The Euro, the world’s second most traded currency, fell to its lowest level against the dollar since May 2020.
Indeed, the Euro has depreciated by almost 10% compared to the dollar in the past 12 months. Market participants put the blame on the dovish European Central Bank (ECB). Interest rates will be raised only after the net asset purchases have been finished, which for some is too slow.
On the other hand, it seems that the Russian Ruble depreciated only by 8% compared to the dollar which is a peculiar development of events. Especially given that in March Finbold reported that the Ruble risk remains below rates seen in previous crises the currency experienced.
Welt’s Holger Zschaepitz shared his frustration with the ECB on Twitter:
Policy dilemma for the Eurozone
The single currency for the EU slipped in the wake of ECB tightening with market participants betting that the deposit rate will reach zero by the end of the year. In their outlook, the ECB is stating that the war in Ukraine is stoking risks to inflation in the Eurozone.
The bullish steepening of the Euro currency curve apparently reflects that ECB is in no rush to tighten monetary policy. Also, it seems also that Christine Legard, President of the ECB, signaled that there will be no forceful response to inflationary pressure.
“In the current conditions of high uncertainty, we will maintain optionality, gradualism and flexibility in the conduct of monetary policy,” ECB President Christine Lagarde said at a news conference earlier this month.

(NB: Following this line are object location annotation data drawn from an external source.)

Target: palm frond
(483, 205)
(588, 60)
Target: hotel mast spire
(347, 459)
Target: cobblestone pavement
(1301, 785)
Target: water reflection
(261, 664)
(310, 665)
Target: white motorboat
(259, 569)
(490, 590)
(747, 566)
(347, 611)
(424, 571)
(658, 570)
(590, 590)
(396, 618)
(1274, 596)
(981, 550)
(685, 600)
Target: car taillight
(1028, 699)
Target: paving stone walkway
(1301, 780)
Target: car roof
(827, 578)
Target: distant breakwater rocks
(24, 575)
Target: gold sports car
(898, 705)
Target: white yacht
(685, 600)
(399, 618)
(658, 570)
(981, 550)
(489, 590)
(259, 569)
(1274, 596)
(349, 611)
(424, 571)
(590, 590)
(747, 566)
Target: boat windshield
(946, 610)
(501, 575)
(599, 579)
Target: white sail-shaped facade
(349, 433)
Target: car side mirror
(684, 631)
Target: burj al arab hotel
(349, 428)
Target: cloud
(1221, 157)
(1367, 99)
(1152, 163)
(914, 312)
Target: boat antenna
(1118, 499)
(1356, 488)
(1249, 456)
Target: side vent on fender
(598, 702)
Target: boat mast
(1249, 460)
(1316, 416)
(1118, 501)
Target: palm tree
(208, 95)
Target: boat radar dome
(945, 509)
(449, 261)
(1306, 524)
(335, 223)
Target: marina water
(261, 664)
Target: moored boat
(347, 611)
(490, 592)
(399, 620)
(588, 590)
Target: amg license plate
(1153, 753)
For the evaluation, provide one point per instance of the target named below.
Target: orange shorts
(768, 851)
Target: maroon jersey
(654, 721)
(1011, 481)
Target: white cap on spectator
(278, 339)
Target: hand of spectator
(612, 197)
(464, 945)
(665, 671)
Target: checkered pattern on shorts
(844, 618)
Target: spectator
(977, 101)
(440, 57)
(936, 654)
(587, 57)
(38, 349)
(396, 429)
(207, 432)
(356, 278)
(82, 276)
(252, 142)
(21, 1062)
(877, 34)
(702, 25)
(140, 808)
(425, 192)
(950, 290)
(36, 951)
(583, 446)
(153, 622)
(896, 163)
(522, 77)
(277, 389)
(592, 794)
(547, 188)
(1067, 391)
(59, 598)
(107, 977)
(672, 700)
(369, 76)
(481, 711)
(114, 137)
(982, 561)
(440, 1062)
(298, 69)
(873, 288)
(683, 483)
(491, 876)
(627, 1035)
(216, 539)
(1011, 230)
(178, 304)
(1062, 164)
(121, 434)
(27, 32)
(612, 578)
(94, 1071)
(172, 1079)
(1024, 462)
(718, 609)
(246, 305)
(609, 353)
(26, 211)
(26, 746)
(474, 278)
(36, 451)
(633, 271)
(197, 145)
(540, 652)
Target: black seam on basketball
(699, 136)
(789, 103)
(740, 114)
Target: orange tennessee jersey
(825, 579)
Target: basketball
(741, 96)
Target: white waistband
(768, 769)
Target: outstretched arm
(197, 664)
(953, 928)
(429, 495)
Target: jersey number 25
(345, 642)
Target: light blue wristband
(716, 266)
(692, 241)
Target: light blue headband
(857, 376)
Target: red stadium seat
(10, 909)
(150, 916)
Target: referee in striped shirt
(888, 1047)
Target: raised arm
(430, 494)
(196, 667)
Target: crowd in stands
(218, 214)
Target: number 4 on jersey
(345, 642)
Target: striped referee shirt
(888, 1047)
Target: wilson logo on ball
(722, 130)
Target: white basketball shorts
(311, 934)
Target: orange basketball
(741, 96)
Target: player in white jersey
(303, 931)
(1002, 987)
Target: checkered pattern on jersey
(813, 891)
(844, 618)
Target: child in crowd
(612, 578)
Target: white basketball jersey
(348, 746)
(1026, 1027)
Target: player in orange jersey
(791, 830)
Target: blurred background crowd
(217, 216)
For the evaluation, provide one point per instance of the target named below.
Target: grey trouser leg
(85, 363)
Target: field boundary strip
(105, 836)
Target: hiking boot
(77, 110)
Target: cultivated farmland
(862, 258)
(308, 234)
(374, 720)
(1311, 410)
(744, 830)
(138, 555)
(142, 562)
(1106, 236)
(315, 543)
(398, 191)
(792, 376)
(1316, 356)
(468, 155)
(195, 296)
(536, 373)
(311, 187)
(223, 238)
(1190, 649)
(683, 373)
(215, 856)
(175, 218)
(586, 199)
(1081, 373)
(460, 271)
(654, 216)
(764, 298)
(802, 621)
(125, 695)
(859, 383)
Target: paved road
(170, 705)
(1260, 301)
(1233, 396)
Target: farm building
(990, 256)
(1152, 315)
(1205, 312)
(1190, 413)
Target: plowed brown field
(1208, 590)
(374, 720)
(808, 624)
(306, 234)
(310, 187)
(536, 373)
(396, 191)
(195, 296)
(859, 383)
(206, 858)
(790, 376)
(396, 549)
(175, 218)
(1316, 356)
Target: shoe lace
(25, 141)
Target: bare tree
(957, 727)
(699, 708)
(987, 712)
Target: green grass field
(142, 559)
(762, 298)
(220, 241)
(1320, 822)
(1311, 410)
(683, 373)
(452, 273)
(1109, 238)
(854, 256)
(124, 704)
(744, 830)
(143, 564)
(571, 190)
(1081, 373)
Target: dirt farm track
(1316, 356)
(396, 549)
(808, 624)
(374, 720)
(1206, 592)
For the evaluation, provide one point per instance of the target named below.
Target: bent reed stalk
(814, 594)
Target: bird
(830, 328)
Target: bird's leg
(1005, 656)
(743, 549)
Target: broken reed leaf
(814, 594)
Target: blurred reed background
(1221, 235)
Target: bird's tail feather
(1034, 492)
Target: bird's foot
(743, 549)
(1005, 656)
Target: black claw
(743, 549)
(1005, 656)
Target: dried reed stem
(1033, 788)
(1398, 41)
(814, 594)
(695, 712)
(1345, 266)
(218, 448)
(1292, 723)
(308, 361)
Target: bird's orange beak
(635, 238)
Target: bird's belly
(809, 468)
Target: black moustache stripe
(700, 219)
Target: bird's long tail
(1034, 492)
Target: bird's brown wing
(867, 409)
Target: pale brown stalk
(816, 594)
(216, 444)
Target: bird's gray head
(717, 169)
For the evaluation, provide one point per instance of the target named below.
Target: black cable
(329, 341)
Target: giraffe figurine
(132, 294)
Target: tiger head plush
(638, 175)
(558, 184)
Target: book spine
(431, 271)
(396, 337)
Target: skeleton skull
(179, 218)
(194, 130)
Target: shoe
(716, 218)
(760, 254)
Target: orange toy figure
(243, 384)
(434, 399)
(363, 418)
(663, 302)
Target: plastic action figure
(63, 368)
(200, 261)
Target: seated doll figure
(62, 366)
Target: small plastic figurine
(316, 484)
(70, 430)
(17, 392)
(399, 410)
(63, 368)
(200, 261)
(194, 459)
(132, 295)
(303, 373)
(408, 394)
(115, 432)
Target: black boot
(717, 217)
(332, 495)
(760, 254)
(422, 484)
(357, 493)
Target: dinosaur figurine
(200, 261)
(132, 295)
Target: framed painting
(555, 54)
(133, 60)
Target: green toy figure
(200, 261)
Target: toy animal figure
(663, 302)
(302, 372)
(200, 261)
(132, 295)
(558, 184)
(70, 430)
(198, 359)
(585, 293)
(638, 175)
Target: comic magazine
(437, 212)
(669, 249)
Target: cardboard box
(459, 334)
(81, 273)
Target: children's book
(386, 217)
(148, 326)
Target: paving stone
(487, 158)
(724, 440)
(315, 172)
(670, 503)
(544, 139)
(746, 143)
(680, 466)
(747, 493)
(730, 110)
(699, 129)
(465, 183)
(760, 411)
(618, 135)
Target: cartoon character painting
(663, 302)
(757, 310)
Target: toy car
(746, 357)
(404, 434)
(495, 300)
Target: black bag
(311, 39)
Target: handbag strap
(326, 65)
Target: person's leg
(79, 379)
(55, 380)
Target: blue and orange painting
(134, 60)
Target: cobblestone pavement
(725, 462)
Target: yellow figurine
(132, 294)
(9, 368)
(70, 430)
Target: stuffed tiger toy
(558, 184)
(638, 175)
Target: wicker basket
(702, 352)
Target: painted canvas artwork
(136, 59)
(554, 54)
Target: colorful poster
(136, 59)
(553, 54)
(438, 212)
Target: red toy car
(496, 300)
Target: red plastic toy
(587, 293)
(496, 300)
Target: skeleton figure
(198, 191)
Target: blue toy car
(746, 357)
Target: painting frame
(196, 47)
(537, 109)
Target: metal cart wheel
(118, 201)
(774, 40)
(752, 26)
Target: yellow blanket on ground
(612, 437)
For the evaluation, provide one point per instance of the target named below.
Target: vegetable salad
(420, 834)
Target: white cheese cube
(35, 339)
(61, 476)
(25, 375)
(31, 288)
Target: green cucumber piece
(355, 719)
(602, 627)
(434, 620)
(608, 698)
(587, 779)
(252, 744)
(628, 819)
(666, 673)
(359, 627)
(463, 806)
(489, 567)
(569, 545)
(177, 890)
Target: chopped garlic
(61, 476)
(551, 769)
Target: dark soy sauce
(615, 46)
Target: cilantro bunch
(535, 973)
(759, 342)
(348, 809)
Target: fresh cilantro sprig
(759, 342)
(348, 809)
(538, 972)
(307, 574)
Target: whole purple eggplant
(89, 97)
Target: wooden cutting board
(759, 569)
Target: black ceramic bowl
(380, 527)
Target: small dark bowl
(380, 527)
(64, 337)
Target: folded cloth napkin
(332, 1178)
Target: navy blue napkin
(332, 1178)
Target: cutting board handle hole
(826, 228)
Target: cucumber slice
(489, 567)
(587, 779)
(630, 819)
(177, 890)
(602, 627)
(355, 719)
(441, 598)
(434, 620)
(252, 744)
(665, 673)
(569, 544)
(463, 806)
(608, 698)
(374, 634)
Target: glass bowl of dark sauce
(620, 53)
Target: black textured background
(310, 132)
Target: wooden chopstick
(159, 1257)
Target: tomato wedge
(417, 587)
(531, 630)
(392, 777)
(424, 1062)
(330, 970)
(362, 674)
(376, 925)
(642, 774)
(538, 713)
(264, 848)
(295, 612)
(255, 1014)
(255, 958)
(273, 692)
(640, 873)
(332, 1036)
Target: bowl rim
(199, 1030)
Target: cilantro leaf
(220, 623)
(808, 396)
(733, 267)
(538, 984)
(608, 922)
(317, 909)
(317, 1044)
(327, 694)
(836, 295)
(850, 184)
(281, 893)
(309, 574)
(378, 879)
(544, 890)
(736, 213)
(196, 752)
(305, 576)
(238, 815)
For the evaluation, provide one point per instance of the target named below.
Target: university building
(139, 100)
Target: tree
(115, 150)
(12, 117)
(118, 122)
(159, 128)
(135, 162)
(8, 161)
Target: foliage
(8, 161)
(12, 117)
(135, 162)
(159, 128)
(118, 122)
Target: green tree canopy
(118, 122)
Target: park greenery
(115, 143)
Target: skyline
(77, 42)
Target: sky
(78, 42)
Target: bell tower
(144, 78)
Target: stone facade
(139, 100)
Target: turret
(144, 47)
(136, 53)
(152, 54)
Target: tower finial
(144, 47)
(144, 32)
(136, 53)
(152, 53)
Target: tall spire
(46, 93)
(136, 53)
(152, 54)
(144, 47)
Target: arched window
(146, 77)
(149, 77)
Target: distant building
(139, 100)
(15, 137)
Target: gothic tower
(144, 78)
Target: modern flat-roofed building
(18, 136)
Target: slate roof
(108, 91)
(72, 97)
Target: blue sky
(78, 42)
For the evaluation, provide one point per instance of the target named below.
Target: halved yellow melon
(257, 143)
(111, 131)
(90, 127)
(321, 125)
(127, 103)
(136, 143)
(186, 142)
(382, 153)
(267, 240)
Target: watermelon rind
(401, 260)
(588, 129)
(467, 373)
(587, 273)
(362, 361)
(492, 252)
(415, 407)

In the Forex markets, the Euro-Dolar pair (EUR/USD) has been under pressure in the last couple of weeks, the dollar was gaining in strength with the expectation that the Federal Reserve (Fed) will be swifter and more aggressive. At the time of writing the pair stands at 1.08 with a possible downside to 1.05 as the next resistance.
The next ECB meeting should occur in June when further policy measures will be discussed and possibly announced. Rising prices of oil, energy, food, and everything in-between seem to be most forcefully felt in the Eurozone. Whether some release valve will be activated soon is still unknown.